Background:Lateral ulnar collateral ligament (LUCL) reconstruction requires proper understanding and identification of anatomic structures about the lateral elbow. The insertion site of the LUCL is based on the supinator tubercle.Purpose:To characterize the supinator tubercle relative to other surrounding anatomic landmarks.Study Design:Descriptive laboratory study.Methods:Computed tomography (CT) scans of 10 adult elbows were retrospectively reviewed. These CT scans were converted into patient-specific 3-dimensional computer models. Using a user-defined coordinate system, an ulnar Cartesian coordinate system was defined with anatomic landmarks as reference points to standardize the position of each model. The length of the supinator crest was measured. Following this, the crest was examined for a distinct raised bony tuberosity that would be consistent with the supinator tubercle. If no distinctly raised tubercle was noted, the most prominent appearing location of the crest distal to the radial notch was considered the tubercle. The distance from the proximal radial head junction to the supinator tubercle was recorded. Finally, the distance from the supinator crest at the radial head junction to the posterior cortex in the sagittal plane was measured.Results:The supinator tubercle was found to be prominent in 5 of 10 ulnar models.
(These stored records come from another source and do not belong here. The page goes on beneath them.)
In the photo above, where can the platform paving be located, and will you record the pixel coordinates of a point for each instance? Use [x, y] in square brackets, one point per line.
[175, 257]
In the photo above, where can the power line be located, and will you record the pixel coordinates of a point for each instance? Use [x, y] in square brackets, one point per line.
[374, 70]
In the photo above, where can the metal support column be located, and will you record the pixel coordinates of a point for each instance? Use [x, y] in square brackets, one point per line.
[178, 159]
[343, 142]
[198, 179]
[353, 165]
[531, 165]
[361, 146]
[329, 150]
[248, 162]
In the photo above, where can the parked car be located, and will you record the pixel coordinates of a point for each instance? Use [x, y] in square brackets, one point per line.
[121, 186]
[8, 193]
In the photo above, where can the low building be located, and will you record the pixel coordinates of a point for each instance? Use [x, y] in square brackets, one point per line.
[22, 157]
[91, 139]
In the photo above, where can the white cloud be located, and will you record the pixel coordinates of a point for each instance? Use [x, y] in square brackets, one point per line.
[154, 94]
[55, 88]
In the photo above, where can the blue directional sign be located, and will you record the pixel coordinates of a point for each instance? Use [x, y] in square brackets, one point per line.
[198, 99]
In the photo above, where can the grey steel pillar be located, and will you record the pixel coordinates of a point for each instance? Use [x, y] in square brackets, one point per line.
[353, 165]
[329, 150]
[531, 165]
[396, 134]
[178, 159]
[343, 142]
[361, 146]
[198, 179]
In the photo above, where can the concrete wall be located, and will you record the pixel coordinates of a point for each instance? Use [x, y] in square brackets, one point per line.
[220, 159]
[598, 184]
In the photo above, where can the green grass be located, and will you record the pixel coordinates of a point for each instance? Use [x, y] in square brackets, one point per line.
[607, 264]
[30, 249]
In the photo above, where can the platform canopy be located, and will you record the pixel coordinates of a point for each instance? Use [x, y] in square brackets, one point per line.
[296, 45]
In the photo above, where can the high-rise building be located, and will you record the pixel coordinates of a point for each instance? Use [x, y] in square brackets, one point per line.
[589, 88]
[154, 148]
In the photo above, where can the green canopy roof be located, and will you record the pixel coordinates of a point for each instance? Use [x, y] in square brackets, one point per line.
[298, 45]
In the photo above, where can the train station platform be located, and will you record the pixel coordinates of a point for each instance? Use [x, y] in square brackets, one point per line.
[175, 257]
The supinator crest was 43.59 ± 13.28 mm long, and the supinator tubercle lateral extrusion was 5.60 ± 0.90 mm. The distance between the radial head junction and the supinator tubercle was found to be 15 ± 2.37 mm, and the distance from the supinator crest at the radial head junction to the posterior cortex was 10.25 ± 2.07 mm.Conclusion:The supinator tubercle is frequently not prominent or easily recognizable. Its relationship to other structures is of value. The proximal border of the radial head, residing 15 mm proximal to the most predictable location of the supinator tubercle, is a useful landmark when drilling tunnels during LUCL reconstructions.Clinical Relevance:Results of this study may aid proper anatomic LUCL reconstruction.